Matteo Marzotto’s tax trial was expected to end on Wednesday with Judge Orsola De Cristofaro’s verdict, but prosecutor Gaetano Ruta asked to reply to the defendants’ lawyers, who delivered their speeches at the end of last year. This in turn will lead to the latter’s additional remarks on Feb. 5 and 17.

“Nobody questions that there has been a capital gain of 80 million euros [almost $87 million at current exchange], the numbers reflect an exact science,” said Ruta. That once again brought attention onto International Capital Growth, based in Luxembourg, which the Italian tax police believes is a fictitious entity based in Luxembourg and managed in Milan, and allegedly created for the purpose of selling 29.9 percent of Valentino Fashion Group. Matteo and his sister Diamante Marzotto were indicted with other defendants for alleged omission of earnings declaration and tax evasion.

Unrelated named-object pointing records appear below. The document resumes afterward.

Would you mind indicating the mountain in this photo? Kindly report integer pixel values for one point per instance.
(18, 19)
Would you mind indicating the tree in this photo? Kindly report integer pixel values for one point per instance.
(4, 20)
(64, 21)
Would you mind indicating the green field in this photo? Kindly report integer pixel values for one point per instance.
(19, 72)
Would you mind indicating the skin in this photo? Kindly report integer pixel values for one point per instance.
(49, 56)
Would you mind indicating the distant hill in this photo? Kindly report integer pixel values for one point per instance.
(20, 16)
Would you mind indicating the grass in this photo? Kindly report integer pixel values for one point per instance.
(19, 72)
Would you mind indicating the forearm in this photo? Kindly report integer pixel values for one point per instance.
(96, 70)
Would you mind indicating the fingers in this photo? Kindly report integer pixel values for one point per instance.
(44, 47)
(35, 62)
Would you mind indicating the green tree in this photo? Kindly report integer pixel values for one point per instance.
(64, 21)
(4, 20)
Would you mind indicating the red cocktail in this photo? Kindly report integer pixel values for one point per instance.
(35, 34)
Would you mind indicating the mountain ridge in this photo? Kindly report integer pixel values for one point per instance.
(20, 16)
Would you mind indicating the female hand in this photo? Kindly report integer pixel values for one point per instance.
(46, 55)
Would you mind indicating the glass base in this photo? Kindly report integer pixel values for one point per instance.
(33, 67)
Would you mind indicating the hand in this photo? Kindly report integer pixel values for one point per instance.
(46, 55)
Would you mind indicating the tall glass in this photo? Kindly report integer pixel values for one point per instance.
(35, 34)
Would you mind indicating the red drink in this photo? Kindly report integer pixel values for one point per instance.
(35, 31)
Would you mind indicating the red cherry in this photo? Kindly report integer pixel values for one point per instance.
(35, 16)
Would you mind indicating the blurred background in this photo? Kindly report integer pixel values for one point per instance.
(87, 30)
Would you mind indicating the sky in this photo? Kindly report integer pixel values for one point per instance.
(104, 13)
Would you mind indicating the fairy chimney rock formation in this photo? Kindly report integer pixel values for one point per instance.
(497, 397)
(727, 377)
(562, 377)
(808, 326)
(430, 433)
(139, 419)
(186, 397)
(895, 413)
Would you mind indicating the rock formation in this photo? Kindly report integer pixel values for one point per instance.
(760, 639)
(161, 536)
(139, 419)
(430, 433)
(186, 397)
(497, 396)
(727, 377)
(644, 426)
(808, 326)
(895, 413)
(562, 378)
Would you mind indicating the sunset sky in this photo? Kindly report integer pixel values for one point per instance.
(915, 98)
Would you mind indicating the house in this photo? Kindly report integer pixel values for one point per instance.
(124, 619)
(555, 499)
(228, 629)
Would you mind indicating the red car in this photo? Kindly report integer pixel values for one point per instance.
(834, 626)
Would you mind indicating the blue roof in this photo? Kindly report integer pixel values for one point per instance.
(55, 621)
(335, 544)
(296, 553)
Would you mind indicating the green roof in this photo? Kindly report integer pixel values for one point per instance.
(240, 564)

The allegations involve the Marzotto family’s association with the sale of VFG to private equity fund Permira in May 2007 for more than 782 million euros, or $849.2 million at current exchange rate. According to the indictment, taxes on the profit derived from the transaction were never paid in Italy. “The theme of the trial is to establish if the subject that secured a capital gain resides in Italy or outside the country and if this subject paid taxes in Italy,” Ruta claimed. “The Agenzia delle Entrate [Italy’s tax office] and the Guardia di Finanza [the State’s tax police] did not make any extraordinary discovery. Even lawyer Piergiorgio Palumbo had warned the Marzottos back in September 2008 of the risks [involved].”

Ruta, together with prosecutor Laura Pedio, also headed the Dolce & Gabbana trial, which ended with the acquittal of Domenico Dolce, Stefano Gabbana and other defendants. Ruta said he did “not gladly speak of this verdict,” because he did “not agree with it at all, I believe it is deeply wrong and unjust,” but added that he feels he will “have to talk about it now and for a long time.”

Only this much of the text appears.